Imagina por un momento que tu estado mental está en calma. Te sientes profundamente relajado y das un largo y lento suspiro de alivio placentero.

Imagina por un momento que tu mirada está fija en el horizonte pero sin ningún pensamiento. En total estado de contemplación.

Imagina por un momento que ni siquiera sientes tu cuerpo físico y que es la Luz de tu transparencia la que ilumina el lugar. Tu cuerpo vibra y te sientes vivo.

Esta es la paz que has creado por sólo estar observando sin hacer juicio alguno. Tu respiración está en perfecta sincronicidad con la naturaleza, en un mismo palpitar.

El Alma estuvo desconectada del corazón pero ahora que has entrado en una dimensión espiritual, tu estado es el del Amor incondicional. Ahora experimentas el sentido de unidad y fusión con el Todo.

Ser conscientes de nuestra propia Alma nos brinda autenticidad e integridad.

Gestiona tu vida

Lo que determina tu vida, tu felicidad, tu día a día, es cómo gestionas tus pensamientos y emociones.

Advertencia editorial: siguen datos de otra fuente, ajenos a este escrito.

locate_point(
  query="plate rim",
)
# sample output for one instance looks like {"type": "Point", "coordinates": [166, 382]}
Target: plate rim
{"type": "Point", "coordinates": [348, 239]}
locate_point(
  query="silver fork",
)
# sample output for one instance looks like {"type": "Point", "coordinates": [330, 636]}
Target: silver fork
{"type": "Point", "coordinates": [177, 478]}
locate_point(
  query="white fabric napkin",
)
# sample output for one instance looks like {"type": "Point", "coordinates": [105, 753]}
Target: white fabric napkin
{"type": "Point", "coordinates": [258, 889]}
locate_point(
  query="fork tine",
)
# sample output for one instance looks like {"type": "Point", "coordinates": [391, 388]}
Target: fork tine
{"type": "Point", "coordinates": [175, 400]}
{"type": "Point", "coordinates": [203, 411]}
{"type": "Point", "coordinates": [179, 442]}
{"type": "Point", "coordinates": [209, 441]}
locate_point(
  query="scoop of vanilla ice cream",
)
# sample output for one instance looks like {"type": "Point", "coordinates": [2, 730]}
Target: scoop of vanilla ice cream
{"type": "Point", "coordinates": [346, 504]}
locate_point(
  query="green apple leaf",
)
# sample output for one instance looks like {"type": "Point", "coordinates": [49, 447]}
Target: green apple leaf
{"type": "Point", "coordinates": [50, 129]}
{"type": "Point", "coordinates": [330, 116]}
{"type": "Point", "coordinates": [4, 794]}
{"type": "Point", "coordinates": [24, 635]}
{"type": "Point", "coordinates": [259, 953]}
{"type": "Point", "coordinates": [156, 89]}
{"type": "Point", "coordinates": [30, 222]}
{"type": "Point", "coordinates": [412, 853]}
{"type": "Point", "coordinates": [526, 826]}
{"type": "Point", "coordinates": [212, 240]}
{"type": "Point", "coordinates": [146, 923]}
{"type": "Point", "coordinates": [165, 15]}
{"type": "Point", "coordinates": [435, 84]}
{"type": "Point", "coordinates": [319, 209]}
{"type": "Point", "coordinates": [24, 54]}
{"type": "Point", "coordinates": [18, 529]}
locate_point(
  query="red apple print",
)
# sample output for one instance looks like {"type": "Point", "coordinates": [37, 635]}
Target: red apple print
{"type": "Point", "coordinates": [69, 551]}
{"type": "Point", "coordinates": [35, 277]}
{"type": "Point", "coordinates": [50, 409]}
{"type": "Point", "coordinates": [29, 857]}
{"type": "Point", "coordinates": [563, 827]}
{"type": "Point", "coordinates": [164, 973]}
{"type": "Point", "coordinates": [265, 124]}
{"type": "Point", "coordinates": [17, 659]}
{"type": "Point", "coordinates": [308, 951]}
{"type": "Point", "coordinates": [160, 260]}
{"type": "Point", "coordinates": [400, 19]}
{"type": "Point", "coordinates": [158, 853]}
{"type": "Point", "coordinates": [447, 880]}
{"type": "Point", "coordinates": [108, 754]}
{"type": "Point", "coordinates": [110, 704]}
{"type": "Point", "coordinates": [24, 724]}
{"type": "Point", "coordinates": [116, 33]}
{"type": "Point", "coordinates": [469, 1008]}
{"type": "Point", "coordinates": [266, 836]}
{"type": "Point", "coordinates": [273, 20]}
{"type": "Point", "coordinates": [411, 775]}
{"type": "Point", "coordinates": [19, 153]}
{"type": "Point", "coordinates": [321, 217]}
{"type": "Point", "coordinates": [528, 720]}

Desde el momento en que te haces dueño de tu vida, en que comienzas a vivir conscientemente, sabiendo que es tu actitud la que establece y fija los términos de que tus días sean claros u oscuros, amables o llenos de obstáculos, agradables o difíciles …

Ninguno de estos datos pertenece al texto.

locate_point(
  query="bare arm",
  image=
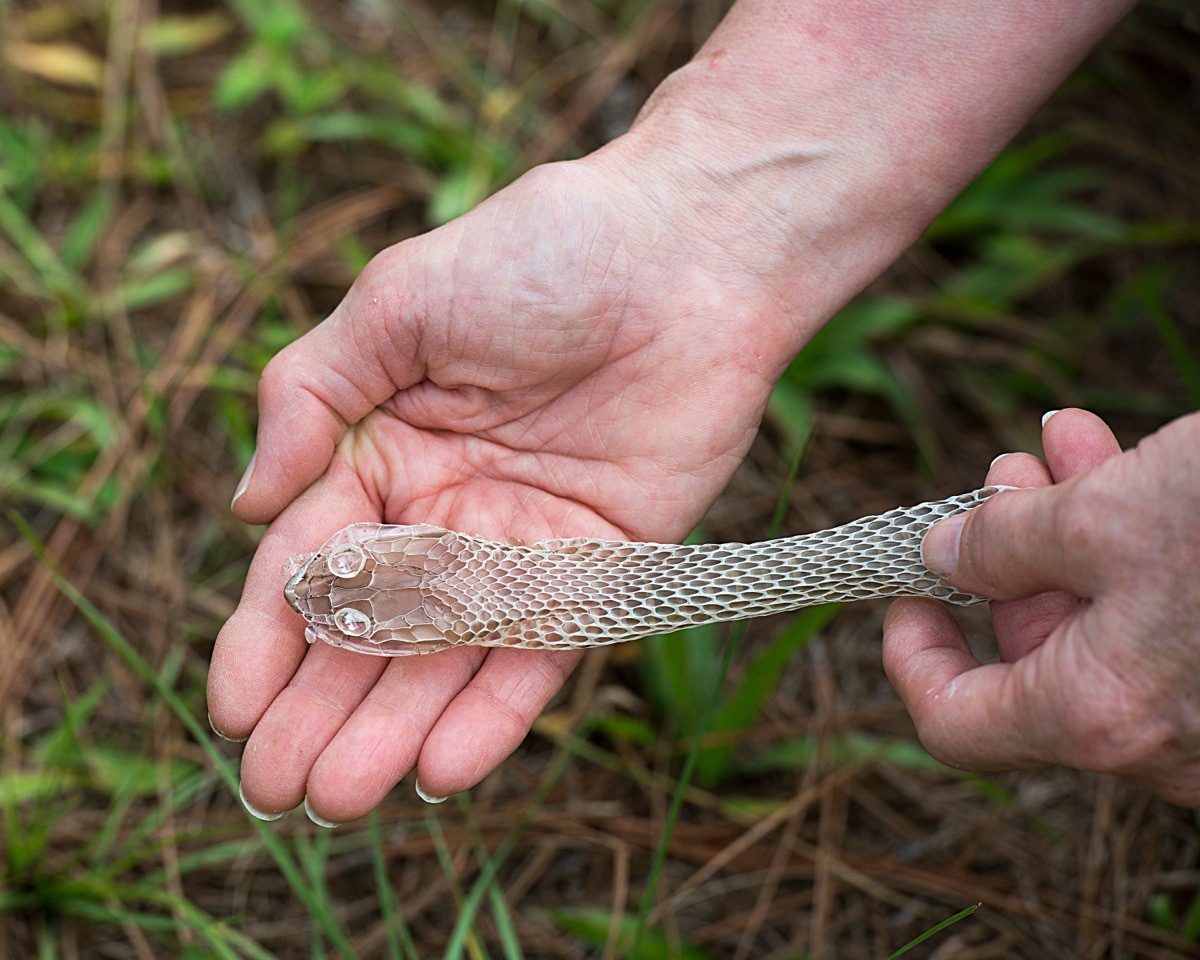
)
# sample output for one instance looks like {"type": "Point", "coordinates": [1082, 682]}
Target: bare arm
{"type": "Point", "coordinates": [589, 353]}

… desde ese día en que te has hecho Observador de ti mismo: del personaje que carga con toda una serie de condicionamientos, prejuicios, traumas, complejos, culpas, miedos … (uufff) y consigues separarte de él.

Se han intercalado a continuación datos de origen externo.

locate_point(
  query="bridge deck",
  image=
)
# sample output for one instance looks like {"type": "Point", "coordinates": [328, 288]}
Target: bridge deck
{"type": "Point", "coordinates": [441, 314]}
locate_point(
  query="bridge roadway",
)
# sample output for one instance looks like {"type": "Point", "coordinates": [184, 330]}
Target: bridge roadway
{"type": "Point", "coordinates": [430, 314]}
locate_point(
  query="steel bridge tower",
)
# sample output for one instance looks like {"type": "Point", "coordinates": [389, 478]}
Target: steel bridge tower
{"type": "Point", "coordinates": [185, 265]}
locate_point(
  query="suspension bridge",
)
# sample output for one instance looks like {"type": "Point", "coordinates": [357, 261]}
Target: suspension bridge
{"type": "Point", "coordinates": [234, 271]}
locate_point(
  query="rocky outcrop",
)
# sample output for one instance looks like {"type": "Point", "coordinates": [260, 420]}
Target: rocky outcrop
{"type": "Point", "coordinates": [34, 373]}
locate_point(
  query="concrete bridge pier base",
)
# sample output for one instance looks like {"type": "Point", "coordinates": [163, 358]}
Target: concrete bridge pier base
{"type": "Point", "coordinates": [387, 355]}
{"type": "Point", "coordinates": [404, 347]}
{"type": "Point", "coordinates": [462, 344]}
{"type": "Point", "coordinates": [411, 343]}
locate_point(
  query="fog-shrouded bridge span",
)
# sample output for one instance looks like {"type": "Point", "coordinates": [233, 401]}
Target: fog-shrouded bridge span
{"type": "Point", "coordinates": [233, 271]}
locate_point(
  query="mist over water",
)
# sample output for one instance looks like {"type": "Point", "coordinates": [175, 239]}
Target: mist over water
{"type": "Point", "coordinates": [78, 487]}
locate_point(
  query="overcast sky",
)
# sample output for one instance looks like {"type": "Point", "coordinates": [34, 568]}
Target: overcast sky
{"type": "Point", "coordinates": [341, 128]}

… entonces, decides. ¡Tomas la decisión más importante de tu vida! Tramitar tu independencia. Gestionar tu vida, comenzando por deshacerte de todo la carga del pasado.

Emprendes un nuevo Camino: ser feliz desde el corazón. Tomar las riendas de tu vida.

Cada día te paras unos momentos para estar contigo. Respiras hondo y despacio; te tomas tu tiempo para ir hacia adentro, reconocerte, perdonarte, ponerte de acuerdo contigo mismo.

Vive en resonancia con tu ser esencial. No hay otra forma de vivir la vida.

La valentía de ser tu mismo

Dar pasos hacia adelante y también hacia adentro.

Nos encontramos en la necesidad de enfrentarnos a nuestras miserias: nuestros miedos. Y esto se ha hecho urgente.

Ha llegado el momento de decidirnos a ser nosotros mismos.

Si nos paramos a observarnos y también miramos a nuestro alrededor, tendremos que reconocer que lo injusto sólo existe en el exterior -en la parte superficial de nuestra mente-.

Si conseguimos llegar al centro de nuestro corazón, donde reside el Amor Puro, experimentaremos que allí residen la armonía y la paz, que están por encima de cualquier conflicto.

Existe un proceso evolutivo, y no podemos mantenernos al margen, ignorándolo, porque esa es nuestra condición o nuestra perdición, en caso de que nos resistamos a ello.

Este proceso, que nos guía -o arrastra- a realizar mejoras en nuestra conducta y actitud- nos conduce a un desarrollo de Conciencia cada vez más expansivo.

En este proceso en el que toda la humanidad participa, consciente o inconscientemente, nos vemos en la necesidad de enfrentarnos a nuestras miserias y debilidades: a nuestros miedos. Por supuesto que es doloroso. Por supuesto que hace falta valentía. Todo lo conseguido será por méritos propios.